That standing ovation, and the bidding war that followed, has carried Wilde into a summer of vindications. The Invite opened in limited release on June 26 and earned the top per-screen average of any indie film in 2026. It sits at 95% on Rotten Tomatoes, and next Friday, July 31, she returns to theaters, this time in front of the camera, as Gregg Araki’s I Want Your Sex arrives via Magnolia Pictures. The bet she placed on process over outcome is paying off, four years after the gossip cycle tried to write her out of the business.

Sundance Stood Up

The Invite premiered at the Eccles Theater on January 24 as part of the 2026 Sundance Film Festival. By the time the lights came up, Wilde was whispering to herself not to cry. “I white-knuckled my way through that screening,” she told The Invite’s sharpest Sundance reviews summary‘s source coverage of her June profile. Row by row, the audience rose. People were getting up quickly, she’d thought. Even more humiliating, she was supposed to walk onstage for a Q&A with her cast. But nobody was walking out.

Within 72 hours, the bidding was on. A24, Warner Bros., Netflix, Apple, Focus, Sony Pictures, Searchlight, Neon, and Black Bear all circled the project. The dance floor narrowed to A24 and Focus, with offers crossing $12 million. A24 won, and Wilde kept the one thing she had made the project conditional on: a theatrical release. “Every distributor wanted to take this movie to theaters, and I was adamant that we didn’t go to a streamer,” she said in the interview framing her 38% Rotten Tomatoes score as liberation. “From all the non-streamers, they all wanted to put it in a theater.”

The Invite opened in New York and Los Angeles on June 26 and expands nationwide on July 10. By the numbers:

  • 95% on Rotten Tomatoes from 151 critics, average 8.1/10
  • 82 Metacritic score from 45 critics, “universal acclaim”
  • $379,000 opening weekend on 7 screens in New York and Los Angeles
  • $1,376,068 worldwide gross as of July 6, 2026

The Apartment She Built in 21 Days

The Invite unfolds almost entirely inside a single Bay Area apartment, locked on two couples who arrive for dinner and never quite make it to the main course. Wilde directed and starred, and she made three structural bets on the production. The shoot ran 21 days, in chronological order, on film. Her cast, Seth Rogen, Penélope Cruz, Edward Norton, and Wilde herself, worked for no pay for six weeks of rehearsal before cameras rolled, treating the film more like a stage play than a movie shoot. “It was amazing how much of what you see in films is the first pancake. People go for it, and I have mad respect for those who nail that. But I’ve always wondered what it would be like if we built in time to marinate this thing,” she told Variety. Mike Nichols’ Who’s Afraid of Virginia Woolf?, she said, was the north star.

Production designer Jade Healy built the apartment over a single weekend, using the architecture as a fifth character. Healy designed “frames within frames,” mirrors, and a tight airshaft that lets one character spy on another through a Rear Window sightline. Costume designer Arianne Phillips dyed Wilde’s blouse to match the walls so Angela, the failed musician’s wife who gave up her own ambitions for a home, would almost vanish into the surfaces she had organized her life around.

The 38% That Set Her Free

In 2022, Wilde’s Don’t Worry Darling opened to a 38% Rotten Tomatoes score and a tabloid hurricane. She has now reframed both.

I believe in early failure. If you go through that, the way Don’t Worry Darling did with a 38% on Rotten Tomatoes, there’s liberation.

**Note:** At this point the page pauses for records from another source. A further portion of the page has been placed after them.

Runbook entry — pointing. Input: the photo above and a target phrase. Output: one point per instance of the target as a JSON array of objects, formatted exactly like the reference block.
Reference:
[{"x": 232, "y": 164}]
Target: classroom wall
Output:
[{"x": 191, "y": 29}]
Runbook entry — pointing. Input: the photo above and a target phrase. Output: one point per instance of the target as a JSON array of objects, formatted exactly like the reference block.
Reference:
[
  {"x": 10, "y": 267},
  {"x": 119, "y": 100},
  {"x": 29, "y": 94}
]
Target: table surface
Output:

Olivia Wilde, in conversation with Variety. The film’s critical and commercial stumble taught her, she said, “how fickle it all is.” She went on to make The Invite with the explicit feeling that there was nothing left to prove to anyone. “If I’m like, I’ll show you, I’m still trying to achieve success in your eyes, not mine,” she told Variety. “I’m not Michael Jordan, going back on the court to break every record.”

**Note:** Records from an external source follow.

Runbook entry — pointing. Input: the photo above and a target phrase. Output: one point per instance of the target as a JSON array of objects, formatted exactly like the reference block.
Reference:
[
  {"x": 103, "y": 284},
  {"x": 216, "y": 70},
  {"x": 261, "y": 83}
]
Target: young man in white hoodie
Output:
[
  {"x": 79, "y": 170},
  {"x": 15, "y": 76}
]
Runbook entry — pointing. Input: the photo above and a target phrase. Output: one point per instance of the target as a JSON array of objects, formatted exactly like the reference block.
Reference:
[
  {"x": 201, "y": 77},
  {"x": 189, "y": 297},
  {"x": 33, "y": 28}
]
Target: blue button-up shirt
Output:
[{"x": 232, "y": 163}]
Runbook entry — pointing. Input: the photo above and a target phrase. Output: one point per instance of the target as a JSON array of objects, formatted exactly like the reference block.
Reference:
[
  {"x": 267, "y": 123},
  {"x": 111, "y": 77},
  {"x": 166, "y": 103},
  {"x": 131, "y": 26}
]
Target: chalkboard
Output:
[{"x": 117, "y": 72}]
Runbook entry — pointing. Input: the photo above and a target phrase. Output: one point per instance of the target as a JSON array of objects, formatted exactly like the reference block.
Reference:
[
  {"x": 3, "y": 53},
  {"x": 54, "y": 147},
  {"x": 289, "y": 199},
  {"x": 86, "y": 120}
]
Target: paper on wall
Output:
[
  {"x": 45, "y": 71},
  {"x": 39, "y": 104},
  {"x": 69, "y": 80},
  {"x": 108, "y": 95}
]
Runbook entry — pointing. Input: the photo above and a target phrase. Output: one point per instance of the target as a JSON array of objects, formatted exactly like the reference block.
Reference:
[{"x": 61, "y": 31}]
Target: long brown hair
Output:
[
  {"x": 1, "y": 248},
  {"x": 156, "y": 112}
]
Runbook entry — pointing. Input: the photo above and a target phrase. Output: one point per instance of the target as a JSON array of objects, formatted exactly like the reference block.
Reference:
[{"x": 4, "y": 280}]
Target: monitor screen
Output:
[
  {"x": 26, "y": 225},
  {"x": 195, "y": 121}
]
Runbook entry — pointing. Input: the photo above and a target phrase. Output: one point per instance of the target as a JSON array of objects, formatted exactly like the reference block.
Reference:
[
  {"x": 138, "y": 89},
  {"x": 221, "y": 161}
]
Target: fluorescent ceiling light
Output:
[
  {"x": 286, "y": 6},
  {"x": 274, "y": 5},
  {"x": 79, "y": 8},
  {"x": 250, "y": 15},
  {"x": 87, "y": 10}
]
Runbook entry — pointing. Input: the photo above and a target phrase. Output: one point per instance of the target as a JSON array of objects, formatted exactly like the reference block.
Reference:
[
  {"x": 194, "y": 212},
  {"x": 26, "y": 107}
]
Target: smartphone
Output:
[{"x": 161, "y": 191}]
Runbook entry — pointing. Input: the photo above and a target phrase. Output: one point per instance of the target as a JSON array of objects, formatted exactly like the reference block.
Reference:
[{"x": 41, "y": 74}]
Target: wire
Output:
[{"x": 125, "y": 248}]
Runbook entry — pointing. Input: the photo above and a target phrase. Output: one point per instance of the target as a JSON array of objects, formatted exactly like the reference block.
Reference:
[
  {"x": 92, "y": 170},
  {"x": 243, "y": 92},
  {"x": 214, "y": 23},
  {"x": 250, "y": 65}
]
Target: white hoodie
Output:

After Don’t Worry Darling, she told The Cut, “I don’t think you know what you’re made of until you fall apart. I don’t trust anyone who hasn’t had their heart broken. If you can push through the moment you have previously identified as the worst possible thing that could happen to you, whether that is divorce or the internet hating you or whatever, you are forged into something way better than you could have possibly imagined.”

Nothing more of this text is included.